In this study, a liquid chromatography-tandem mass spectrometry (LC-MS/MS) method based on immunomagnetic bead cleanup and isotope dilution was established for the simultaneous detection of four aflatoxins (aflatoxins B1, B2, G1, and G2) in feed and feedstuff. The samples were extracted with an acetonitrile–water mixture (84 + 16, v/v), purified using automatic immunomagnetic beads, and detected by LC-MS/MS. Under the optimal LC-MS/MS conditions, the four mycotoxins had a linear relationship in the concentration range of 0.5–50 µg/kg, and the correlation coefficients were all greater than 0.99. The limits of detection of the four aflatoxins ranged from 0.075–0.17 µg/kg, and the limits of quantification ranged from 0.25–0.5 µg/kg.
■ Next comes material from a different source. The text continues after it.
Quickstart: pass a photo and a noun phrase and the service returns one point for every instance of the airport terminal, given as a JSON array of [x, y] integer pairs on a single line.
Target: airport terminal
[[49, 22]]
The average spike recoveries of the four common feed and feedstuff matrices (corn, soybean meal, pig compound feed, and chicken compound feed) at three spiked levels (2, 10, and 50 µg/kg) ranged from 80.8–118.3 %, and the relative standard deviations (RSDs) were all less than 7.80 %. Thirty-two actual feed samples were analyzed for the four aflatoxins. Aflatoxin B1 was detected in nineteen samples (0.11–6.39 µg/kg); aflatoxin B2 was detected in four samples (0.12–0.43 µg/kg); aflatoxin G1 was detected in four samples (0.19–0.57 µg/kg), and aflatoxin G2 was not detected. The immunomagnetic beads cleanup system could automatically remove each of the four aflatoxins in feed and feedstuff and realize batch sample processing in 20 min. The established LC-MS/MS method has high accuracy and repeatability, and it can be used for the rapid and simultaneous determination of four aflatoxins in feed samples.